Creeping wealth in the public sector

In both the public sector and academia and in the military as well the tale has been one of suffering service ameliorated by back end security. The suffering itself has been withering and the security has been growing and a result is another facet of the Social Security dilemma. Stephane Fitch describes the problem in Gilt-Edged Pensions.

The common presumption is that public servants forgo high wages in exchange for safe jobs and benefits. The reality is they get all three. State and local government workers get paid an average of $25.30 an hour, which is 33% higher than the private sector’s $19, according to Bureau of Labor Statistics data. Throw in pensions and other benefits and the gap widens to 42%.

Four in five public-sector workers have lifetime pensions, versus only one in five in the private sector.

That’s a lot less than Social Security’s $11 trillion unfunded liability. But the feds have lots of wiggle room to lessen their burden by, say, raising the age at which you become eligible to draw benefits.
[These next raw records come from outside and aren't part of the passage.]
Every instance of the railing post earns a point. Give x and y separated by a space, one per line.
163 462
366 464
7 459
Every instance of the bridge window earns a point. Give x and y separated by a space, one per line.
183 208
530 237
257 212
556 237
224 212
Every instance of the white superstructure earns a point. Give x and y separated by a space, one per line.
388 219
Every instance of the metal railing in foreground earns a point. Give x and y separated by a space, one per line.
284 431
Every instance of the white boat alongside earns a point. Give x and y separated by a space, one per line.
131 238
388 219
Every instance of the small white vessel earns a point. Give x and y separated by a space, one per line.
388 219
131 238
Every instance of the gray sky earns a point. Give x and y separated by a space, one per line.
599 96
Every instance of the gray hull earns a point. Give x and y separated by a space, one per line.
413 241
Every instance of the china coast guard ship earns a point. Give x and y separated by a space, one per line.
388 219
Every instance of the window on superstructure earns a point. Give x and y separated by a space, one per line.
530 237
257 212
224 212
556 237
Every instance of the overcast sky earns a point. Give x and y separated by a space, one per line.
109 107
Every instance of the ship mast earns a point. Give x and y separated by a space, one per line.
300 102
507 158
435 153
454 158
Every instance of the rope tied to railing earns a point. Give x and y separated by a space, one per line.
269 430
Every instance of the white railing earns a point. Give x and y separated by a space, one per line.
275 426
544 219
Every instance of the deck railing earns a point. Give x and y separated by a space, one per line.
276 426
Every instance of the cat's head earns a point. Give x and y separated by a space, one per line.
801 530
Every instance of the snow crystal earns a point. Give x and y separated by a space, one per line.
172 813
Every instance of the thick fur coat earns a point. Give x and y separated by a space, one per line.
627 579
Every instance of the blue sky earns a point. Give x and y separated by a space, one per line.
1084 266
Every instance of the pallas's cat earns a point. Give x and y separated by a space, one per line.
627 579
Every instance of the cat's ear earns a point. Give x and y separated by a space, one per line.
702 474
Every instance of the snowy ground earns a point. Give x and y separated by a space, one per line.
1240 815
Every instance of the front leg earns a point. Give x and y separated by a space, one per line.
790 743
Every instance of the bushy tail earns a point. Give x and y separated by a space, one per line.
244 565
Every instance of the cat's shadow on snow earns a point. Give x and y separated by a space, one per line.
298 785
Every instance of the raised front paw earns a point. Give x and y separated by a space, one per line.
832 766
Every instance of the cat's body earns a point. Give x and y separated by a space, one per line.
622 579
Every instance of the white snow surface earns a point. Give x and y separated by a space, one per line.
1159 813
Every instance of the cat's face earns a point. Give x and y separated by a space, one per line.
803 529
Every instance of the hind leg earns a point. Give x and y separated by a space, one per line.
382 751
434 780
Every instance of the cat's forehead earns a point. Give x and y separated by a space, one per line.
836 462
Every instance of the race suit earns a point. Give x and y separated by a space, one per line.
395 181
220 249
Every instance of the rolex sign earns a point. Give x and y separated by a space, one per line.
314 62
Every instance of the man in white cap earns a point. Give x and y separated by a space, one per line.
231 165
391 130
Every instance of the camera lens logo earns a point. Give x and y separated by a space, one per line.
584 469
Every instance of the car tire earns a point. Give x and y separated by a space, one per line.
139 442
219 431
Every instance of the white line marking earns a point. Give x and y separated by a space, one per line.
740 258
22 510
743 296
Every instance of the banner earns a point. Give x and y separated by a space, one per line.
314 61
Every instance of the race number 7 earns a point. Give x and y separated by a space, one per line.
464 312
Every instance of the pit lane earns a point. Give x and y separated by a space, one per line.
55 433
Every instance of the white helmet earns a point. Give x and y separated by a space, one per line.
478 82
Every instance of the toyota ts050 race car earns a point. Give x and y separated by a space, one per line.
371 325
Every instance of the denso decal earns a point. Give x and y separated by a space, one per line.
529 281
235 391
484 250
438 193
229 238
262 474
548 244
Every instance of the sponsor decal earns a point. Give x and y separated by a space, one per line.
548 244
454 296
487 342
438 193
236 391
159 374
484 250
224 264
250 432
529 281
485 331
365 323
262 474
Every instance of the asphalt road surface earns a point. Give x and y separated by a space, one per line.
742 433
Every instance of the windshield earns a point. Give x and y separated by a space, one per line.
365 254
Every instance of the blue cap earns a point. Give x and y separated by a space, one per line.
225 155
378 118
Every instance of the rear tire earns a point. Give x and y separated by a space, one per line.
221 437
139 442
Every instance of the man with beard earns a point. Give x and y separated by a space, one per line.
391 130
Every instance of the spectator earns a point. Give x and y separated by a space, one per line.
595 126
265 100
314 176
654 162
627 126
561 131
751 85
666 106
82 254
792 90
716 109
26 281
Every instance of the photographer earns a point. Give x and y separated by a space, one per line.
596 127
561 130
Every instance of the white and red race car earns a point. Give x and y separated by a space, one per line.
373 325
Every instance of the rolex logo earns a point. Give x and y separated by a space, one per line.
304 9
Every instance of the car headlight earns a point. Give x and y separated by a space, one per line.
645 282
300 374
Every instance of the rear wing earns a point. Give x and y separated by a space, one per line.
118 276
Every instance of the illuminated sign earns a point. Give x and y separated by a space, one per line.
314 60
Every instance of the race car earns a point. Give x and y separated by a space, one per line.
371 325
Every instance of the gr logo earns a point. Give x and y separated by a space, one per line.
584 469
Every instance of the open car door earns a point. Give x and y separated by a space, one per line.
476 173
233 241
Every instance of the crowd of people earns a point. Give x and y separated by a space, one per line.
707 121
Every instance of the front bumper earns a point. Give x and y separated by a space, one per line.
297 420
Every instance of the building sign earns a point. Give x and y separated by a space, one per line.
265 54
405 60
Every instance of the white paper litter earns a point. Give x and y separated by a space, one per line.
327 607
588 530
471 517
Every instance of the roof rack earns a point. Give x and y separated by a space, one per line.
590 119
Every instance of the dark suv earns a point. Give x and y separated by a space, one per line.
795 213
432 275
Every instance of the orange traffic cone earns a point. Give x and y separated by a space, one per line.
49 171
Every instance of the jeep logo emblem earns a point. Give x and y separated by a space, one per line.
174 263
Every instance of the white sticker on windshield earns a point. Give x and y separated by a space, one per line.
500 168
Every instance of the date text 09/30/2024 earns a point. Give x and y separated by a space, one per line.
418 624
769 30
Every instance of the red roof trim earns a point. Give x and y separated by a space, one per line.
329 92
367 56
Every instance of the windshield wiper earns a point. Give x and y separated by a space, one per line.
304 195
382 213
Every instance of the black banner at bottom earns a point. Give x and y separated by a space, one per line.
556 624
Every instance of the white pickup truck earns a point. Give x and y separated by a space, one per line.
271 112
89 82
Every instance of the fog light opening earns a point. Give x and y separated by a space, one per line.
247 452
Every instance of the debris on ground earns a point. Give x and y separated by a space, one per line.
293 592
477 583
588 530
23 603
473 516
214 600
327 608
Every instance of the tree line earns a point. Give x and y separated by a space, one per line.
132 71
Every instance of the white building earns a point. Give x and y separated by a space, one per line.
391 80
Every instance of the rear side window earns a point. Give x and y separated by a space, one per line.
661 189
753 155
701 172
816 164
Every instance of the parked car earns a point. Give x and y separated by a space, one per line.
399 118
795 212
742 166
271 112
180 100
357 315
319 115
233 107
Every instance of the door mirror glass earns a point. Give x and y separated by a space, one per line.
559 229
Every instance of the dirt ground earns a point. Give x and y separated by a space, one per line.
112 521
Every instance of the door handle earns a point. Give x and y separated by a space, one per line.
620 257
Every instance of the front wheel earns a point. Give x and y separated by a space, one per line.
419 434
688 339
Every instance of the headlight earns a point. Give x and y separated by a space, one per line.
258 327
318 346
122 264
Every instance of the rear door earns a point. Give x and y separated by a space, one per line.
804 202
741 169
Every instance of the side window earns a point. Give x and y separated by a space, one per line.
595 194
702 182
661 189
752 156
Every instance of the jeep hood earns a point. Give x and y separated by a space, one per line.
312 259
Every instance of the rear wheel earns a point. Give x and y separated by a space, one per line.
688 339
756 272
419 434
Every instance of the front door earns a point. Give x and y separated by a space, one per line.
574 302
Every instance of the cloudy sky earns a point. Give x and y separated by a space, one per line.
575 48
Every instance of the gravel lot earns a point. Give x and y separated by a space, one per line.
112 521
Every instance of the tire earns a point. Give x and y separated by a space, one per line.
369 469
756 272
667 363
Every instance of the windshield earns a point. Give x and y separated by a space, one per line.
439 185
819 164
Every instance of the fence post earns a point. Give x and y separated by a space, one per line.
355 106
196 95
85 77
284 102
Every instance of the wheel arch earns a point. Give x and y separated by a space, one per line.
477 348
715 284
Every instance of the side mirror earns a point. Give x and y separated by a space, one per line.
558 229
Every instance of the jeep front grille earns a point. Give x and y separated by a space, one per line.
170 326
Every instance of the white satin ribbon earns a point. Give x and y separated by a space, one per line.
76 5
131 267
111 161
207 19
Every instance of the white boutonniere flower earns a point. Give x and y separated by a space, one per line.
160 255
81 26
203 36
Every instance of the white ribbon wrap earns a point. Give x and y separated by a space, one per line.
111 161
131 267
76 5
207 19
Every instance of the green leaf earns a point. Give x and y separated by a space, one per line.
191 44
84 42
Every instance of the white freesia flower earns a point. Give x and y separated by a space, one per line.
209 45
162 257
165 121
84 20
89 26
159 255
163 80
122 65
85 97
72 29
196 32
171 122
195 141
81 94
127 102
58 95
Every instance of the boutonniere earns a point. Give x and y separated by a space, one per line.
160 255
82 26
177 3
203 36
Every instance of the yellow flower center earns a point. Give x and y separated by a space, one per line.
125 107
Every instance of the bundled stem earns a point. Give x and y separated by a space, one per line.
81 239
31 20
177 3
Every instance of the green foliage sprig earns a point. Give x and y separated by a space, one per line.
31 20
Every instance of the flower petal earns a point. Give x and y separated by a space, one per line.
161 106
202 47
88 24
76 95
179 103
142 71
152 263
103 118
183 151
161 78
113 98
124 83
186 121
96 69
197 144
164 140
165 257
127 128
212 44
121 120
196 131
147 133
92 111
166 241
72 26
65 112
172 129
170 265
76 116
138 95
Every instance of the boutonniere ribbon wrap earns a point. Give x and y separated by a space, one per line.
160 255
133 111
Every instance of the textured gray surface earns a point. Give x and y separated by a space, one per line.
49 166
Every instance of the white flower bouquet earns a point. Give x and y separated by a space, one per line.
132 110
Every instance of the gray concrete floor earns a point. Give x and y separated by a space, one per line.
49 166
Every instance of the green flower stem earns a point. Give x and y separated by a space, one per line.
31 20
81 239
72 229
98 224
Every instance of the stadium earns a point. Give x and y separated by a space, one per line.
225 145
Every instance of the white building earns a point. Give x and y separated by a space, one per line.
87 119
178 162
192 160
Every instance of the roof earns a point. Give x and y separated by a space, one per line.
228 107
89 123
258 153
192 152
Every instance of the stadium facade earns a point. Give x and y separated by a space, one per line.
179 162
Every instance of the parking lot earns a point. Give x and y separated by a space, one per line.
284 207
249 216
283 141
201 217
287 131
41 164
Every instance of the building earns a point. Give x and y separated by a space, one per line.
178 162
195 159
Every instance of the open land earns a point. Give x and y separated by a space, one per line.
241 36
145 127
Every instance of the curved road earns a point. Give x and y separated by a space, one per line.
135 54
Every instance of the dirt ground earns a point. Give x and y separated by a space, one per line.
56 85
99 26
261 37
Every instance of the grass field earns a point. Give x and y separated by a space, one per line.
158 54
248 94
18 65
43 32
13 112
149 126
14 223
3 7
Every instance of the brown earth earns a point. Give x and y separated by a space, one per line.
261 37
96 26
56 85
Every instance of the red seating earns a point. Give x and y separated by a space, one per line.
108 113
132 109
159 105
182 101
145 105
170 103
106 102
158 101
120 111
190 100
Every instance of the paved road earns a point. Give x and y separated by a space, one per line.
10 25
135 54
Most public employees’ benefits, by contrast, are set in stone.

The pension problem has already bankrupt some communities. The actual employment salaries, especially for those public workers subject to overtime, is becoming an issue as local governments seek to deal shrinking budgets.

There will be some adjustments. The only question is when and by how much. Bush’s efforts to deal with Social Security early and small was defeated. Its defeat is still being defended by making an example of the asset bubble bursting (studiously ignoring the long term in order to make the point). Will lessons be learned or will they need a more harsh teacher?